Sophie Langlois-Blouin, de Recyc-Québec, admet que les mesures volontaires ont leurs limites. « Il faut évoluer vers des mesures obligatoires et des règlements. Devoir jeter une lampe parce que l’ampoule ne peut pas être changée, en 2023, c’est inacceptable. »

À gauche : ce qui est placé dans les bioséchoirs. Au milieu : ce qui sort du bioséchoir circulera sur des tamis pour que soient extraits les métaux et autres matières non décomposées. À droite : le résultat du tri biomécanique est un compost dont la qualité est en cours d’analyse. Photo: Maxim Morin/OSA
« Les déchets d’hier, ce ne sont pas les déchets d’aujourd’hui, et ceux d’aujourd’hui ne sont pas ceux de demain. Au fur et à mesure que les matières résiduelles prennent de la valeur, des maillages peuvent se faire entre les entreprises : les déchets de l’une deviennent les matières premières de l’autre. »
Vers une reconnaissance du tri biomécanique ?
La Régie intermunicipale du comté de Beauce-Sud, elle, n’a pas l’intention d’attendre que les lois changent pour réduire ses tonnages de matières à enfouir. Pour l’instant, seul le traitement des matières organiques par compostage ou biométhanisation est reconnu par Québec. « Je pense que le gouvernement devrait être un peu plus ouvert d’esprit sur la question et accepter qu’il n’y a pas juste une seule bonne solution », affirme le directeur général de la Régie, Éric Maheux. Selon Viridis Environnement, le projet Triom a permis de réduire d’environ 40 % le tonnage de déchets enfouis et d’éliminer pratiquement toute trace de matière organique.
Bien qu’il soit possible de repérer çà et là de petits bouts de plastique, le compost produit ici ressemblerait à n’importe quel autre compost, selon le promoteur.
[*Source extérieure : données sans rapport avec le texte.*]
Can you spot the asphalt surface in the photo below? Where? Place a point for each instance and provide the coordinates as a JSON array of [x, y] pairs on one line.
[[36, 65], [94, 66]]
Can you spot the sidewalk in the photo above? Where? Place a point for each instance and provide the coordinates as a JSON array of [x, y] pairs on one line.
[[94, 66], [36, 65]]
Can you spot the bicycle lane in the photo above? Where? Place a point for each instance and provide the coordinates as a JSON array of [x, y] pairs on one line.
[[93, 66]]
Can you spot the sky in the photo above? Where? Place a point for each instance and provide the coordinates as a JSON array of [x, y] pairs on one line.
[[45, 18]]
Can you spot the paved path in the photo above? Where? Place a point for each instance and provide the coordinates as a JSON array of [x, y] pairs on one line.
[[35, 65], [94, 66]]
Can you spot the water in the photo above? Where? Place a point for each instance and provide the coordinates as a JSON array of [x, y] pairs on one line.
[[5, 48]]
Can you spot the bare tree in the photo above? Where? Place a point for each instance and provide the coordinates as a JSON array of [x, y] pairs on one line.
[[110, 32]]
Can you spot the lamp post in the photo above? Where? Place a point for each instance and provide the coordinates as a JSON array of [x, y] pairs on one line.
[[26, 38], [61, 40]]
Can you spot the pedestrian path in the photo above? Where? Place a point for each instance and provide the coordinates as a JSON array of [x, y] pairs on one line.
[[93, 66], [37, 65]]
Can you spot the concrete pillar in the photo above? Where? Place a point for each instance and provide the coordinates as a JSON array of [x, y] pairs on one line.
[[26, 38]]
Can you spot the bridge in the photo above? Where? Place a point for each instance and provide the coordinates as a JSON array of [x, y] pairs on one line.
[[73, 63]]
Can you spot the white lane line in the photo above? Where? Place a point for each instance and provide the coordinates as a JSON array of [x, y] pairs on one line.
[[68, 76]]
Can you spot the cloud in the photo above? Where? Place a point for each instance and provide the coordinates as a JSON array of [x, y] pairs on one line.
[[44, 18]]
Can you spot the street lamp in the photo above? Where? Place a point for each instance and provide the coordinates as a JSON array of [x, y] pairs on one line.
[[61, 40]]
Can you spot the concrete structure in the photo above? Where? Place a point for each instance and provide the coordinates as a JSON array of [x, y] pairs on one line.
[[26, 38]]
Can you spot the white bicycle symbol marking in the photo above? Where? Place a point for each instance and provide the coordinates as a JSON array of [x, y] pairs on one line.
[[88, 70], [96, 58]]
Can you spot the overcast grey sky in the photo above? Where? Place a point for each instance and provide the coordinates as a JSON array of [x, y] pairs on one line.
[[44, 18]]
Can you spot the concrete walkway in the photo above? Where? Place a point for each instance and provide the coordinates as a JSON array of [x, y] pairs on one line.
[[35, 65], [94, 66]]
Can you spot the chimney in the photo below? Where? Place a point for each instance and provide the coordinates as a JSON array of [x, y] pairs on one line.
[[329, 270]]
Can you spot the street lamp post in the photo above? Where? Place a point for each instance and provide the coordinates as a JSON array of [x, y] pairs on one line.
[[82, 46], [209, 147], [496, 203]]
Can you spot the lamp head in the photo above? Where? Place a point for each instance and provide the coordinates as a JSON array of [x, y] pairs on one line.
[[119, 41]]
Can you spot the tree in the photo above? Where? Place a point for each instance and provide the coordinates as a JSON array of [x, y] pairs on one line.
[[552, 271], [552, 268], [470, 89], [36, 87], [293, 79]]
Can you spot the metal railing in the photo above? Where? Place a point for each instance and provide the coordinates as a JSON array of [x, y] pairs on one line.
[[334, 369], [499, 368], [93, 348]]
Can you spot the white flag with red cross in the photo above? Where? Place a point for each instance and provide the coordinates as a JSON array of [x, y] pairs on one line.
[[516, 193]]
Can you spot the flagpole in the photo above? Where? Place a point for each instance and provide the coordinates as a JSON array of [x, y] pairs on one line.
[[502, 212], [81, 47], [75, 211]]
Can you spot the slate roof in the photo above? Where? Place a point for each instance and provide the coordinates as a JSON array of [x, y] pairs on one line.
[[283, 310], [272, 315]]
Mais seules des analyses poussées en laboratoire permettront d’en vérifier la qualité. Les résultats du projet sont attendus ce printemps. « S’ils sont concluants, le gouvernement pourra en réévaluer le financement sur la base de la performance et de la qualité des extrants produits en vue de leur recyclage et/ou de leur valorisation », précise-t-on au MELCCFP.
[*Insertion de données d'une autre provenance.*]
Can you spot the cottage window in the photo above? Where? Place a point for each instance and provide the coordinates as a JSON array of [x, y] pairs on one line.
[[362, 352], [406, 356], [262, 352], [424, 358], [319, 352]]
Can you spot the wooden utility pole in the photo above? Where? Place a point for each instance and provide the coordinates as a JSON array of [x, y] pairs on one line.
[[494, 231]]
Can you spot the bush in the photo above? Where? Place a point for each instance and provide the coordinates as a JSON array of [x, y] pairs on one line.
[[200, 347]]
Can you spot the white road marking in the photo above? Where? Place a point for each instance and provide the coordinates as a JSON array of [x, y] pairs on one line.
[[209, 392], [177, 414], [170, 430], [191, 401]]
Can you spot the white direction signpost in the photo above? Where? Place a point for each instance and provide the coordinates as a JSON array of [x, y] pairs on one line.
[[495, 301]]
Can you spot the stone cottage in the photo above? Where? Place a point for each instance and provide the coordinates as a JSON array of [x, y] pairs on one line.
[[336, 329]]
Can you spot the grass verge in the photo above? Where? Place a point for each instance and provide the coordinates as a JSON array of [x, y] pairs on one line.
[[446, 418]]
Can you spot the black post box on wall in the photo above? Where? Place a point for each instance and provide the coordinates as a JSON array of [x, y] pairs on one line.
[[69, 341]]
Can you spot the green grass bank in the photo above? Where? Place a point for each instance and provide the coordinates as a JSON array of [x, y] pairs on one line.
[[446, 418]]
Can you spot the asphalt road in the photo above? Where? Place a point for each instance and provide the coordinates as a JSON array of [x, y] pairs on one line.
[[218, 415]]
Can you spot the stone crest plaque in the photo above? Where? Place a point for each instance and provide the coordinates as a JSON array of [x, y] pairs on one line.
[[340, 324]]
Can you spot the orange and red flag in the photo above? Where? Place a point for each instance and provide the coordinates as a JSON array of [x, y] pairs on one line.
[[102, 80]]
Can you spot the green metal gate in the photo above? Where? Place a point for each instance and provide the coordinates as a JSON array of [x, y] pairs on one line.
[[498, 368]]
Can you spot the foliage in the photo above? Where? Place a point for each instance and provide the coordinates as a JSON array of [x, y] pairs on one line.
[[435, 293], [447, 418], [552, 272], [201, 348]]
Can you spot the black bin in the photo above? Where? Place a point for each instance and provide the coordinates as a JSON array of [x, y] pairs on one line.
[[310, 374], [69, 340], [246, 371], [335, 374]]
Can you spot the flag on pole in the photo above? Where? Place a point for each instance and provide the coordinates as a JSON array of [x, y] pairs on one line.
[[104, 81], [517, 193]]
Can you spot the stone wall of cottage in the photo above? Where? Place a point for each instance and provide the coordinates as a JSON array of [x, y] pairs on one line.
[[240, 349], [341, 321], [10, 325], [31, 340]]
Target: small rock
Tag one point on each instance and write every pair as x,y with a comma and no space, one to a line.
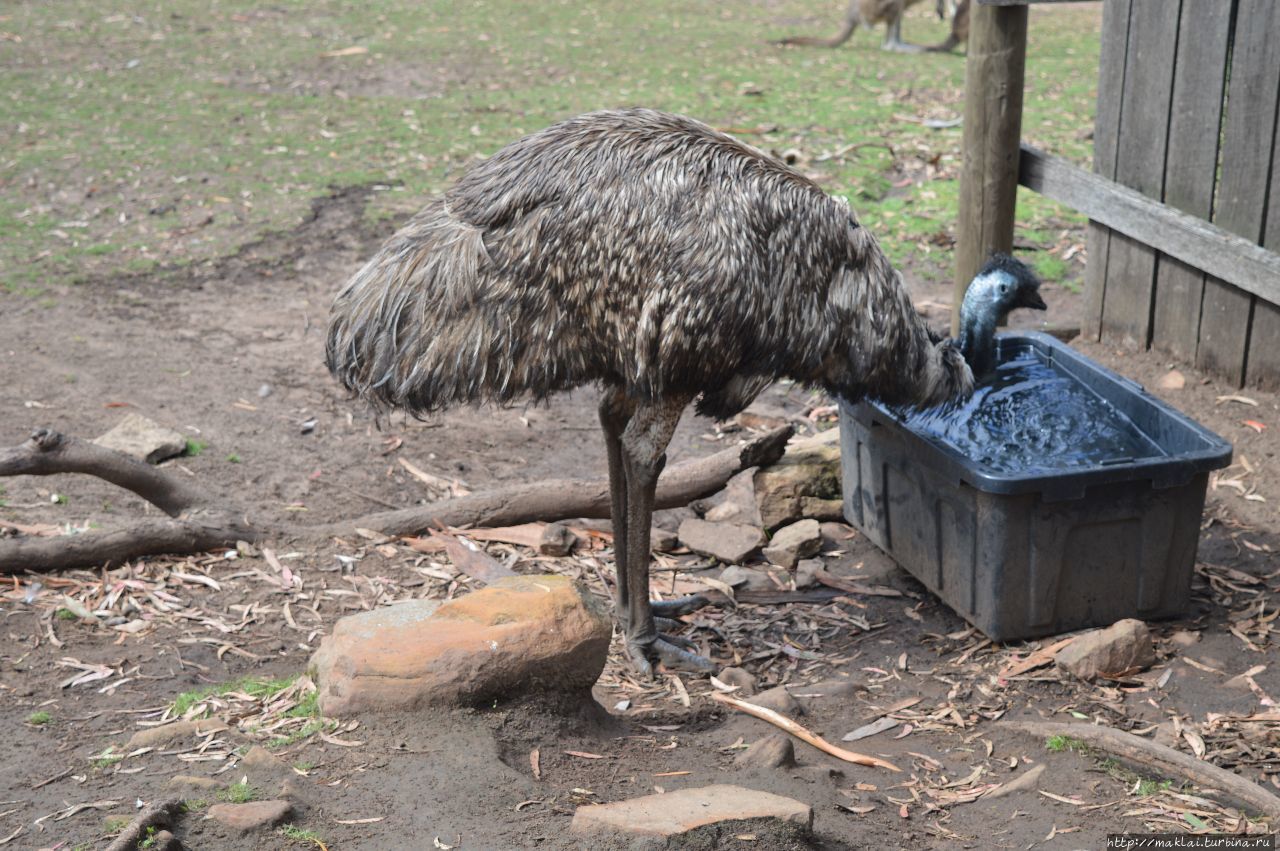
520,635
161,736
661,820
836,535
557,540
250,817
762,416
662,540
739,677
792,543
830,690
163,841
778,699
728,543
1121,648
736,502
810,469
807,572
188,783
746,579
772,751
142,439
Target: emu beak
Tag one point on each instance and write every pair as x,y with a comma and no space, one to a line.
1032,300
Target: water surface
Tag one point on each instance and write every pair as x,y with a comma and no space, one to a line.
1028,417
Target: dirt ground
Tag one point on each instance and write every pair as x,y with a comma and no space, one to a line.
231,353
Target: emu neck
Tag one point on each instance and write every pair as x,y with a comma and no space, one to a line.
978,337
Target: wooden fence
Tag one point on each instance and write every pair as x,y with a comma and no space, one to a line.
1187,164
1187,115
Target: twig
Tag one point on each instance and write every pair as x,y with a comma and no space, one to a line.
158,814
1165,760
801,733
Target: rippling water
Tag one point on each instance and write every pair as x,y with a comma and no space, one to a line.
1029,417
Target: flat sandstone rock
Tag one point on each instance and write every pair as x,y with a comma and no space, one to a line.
521,635
659,820
141,438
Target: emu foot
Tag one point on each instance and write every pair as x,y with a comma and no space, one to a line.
663,650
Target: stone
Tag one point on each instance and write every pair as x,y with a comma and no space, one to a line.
664,820
1121,648
808,471
191,786
169,733
727,543
140,438
557,540
739,677
662,540
520,635
736,502
772,751
246,818
807,572
746,579
792,543
836,535
778,699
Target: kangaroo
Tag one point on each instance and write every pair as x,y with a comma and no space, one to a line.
869,13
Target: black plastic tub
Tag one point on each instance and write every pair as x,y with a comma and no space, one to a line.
1027,556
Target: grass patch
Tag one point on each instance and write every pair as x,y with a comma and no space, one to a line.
113,824
295,833
251,686
238,792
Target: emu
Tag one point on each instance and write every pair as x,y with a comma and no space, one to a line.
658,259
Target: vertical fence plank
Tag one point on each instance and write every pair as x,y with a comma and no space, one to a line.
1191,165
1247,145
1106,133
1148,85
1262,365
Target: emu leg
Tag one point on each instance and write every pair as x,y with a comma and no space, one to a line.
644,445
615,415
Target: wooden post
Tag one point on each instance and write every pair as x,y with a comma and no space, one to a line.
992,131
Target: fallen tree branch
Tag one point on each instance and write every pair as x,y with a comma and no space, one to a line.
48,453
804,735
183,536
200,525
1157,758
568,498
159,814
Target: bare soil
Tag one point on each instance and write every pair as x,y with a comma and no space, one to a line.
231,353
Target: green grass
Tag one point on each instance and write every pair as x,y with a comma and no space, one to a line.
238,792
1063,744
113,824
146,136
252,686
295,833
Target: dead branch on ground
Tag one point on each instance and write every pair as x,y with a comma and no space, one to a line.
199,522
1160,759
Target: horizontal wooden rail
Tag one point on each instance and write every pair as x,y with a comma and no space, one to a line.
1178,234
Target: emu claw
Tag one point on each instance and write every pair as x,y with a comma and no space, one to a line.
663,650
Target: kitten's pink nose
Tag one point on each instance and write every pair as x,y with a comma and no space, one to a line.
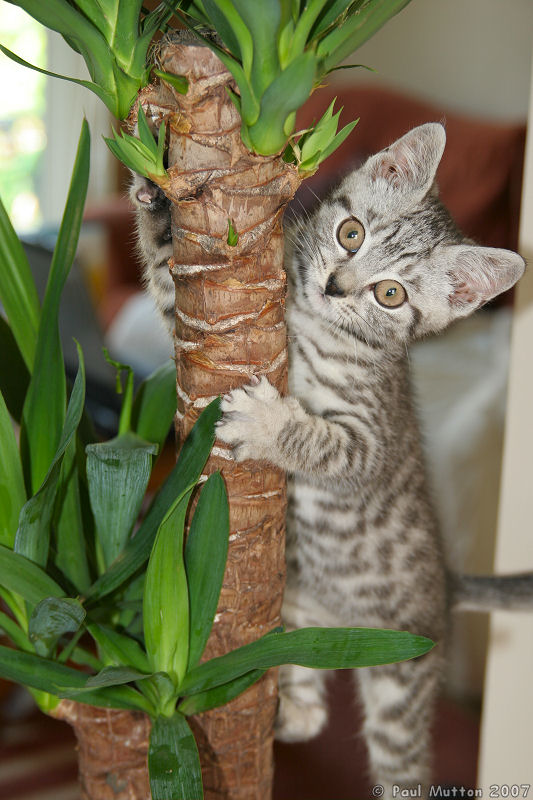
333,289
François Léveillée semble certain que son projet, en partie financé par Recyc-Québec, sera bientôt accepté par le gouvernement et que d’autres municipalités pourront en bénéficier. « L’idéal, ce serait de ne pas mettre les matières organiques dans un sac noir. Mais l’éducation et la sensibilisation ont vraiment leurs limites. Donc, qu’est-ce qu’on fait ? On attend que le monde soit plus conscientisé et capable de trier correctement ? Dans l’expression urgence climatique, il y a le mot urgence, et c’est maintenant qu’il faut agir », dit-il, convaincu.